Flying first class, despite the pampering, is a lonely experience. Fellow travelers in their mandatory face masks seal themselves in their mini-cabins. The only people you see are the cabin staff dressed head to toe in PPE who quickly and politely retreat to the crew area. This sounds terribly selfish given that we were able afford the best seats available whilst people sat further back may well have been bumped from one flight to another until the Australia government decided there was a quarantine hotel available. Nonetheless whinging is an Australia custom and expected of anyone of English descent, so I will continue.
Learning from over-indulgence between Amsterdam and Dubai I declined a second dinner and more wine in favour of a chamomile tea followed by a few hours sleep. My pre-travel evaluation of time zones suggested that straight out of Dubai would be the best time to nap for a few hours.
I awoke for what is always the hardest part of the journey - the three or four hours it takes to travel from the Australian coast to Sydney. The pilot announces, ‘Ladies and gentlemen we are just passing over the Australian coast’. Thoughts turn to getting ready for landing only to be disappointed when the in-flight display shows we over Perth with several hours still to go. Despite having done this journey many times I am still fooled into believing reaching Australia is almost home.
So it was back to eating and watching a movie. A nice piece of salmon for Christmas Dinner, another tasteless super-cold wine and an undemanding movie. The entertainment system offers an overwhelming choice of .... well mainly stuff I have never heard of and have little interest in. Why are there so many superhero films each with his or her own dark side? I settle on ‘Horrible Histories: The Movie – Rotten Romans’, light smutty comedy, ideal for a tired mind.
Christmas Day draws to a close as we reach Sydney, sadly there was no sighting of Santa and his six white boomers to report. Exchanges with the welcoming committee at Sydney Airport are formal, the military members obviously use to giving and receiving orders that are to be obeyed. It is all very efficient and I imagine tough for those obliged to greet us desperate returning citizens, nonetheless they are very good at their job and it feels well-planned and comfortable. The processing time is no worse than a ‘normal’ busy day at the airport. Within a couple of hours we board a coach and are escorted by police outriders to our hotel for 14 days of quarantine.

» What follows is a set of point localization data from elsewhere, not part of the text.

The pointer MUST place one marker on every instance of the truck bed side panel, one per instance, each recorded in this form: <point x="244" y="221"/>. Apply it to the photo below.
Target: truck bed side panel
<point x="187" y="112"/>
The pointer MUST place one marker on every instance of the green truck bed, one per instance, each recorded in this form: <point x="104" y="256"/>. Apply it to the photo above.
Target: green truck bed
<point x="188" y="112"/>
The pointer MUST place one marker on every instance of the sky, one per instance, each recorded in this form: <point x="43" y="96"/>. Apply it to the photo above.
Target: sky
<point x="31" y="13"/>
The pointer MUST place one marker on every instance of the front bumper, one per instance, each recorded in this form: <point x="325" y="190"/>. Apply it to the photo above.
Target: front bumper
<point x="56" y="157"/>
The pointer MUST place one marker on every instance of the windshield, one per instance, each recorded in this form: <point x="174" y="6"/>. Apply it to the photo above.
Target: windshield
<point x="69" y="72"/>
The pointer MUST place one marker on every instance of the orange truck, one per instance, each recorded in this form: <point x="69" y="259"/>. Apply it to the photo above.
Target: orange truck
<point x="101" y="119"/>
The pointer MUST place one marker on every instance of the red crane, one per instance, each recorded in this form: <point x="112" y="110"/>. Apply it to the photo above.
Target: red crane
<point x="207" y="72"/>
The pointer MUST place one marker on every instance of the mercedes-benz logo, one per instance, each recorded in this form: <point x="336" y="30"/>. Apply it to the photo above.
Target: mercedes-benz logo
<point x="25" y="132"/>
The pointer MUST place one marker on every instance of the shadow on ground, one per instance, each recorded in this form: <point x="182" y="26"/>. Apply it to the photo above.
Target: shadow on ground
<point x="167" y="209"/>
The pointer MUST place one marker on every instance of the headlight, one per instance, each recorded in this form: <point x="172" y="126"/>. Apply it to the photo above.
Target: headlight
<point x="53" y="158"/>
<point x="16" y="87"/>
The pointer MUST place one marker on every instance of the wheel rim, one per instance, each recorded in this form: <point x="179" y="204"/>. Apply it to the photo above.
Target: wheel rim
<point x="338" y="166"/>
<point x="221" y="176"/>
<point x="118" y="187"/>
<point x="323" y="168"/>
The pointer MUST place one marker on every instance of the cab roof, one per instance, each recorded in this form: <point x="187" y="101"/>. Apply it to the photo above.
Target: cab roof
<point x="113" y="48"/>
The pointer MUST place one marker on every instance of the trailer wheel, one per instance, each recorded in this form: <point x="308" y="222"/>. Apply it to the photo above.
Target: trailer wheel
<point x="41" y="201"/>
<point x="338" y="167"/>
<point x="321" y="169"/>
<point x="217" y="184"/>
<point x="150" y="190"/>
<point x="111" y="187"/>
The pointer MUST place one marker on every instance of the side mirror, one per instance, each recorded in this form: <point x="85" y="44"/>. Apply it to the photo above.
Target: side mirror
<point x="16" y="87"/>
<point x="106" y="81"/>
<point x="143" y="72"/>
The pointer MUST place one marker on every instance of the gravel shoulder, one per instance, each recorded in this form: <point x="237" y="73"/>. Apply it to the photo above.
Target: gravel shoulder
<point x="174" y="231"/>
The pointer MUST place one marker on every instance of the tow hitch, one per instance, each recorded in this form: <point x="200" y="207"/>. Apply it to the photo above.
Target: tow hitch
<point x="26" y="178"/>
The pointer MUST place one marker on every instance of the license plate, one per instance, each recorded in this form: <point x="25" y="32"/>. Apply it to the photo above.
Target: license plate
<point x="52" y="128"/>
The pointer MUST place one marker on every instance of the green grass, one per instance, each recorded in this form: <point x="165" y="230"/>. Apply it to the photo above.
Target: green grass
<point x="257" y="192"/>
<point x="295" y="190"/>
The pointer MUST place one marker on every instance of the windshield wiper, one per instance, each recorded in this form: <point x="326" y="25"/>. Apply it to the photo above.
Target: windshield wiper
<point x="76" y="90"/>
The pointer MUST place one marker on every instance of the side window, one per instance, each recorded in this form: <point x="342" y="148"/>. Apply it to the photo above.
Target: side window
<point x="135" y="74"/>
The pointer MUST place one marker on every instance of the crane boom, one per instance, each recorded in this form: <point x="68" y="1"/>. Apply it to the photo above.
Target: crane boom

Arriving in NSW from Europe the biggest surprise is Premier Gladys Berejiklian dithering over lockdown restrictions following the northern beaches Covid-19 outbreak. The long list of contaminated places, bus and train timetables that require people to isolate and get tested seems convoluted and doomed to failure. Surely the lesson of Europe (and Melbourne) is to act decisively. Why NYE celebrations are still under discussion is beyond me.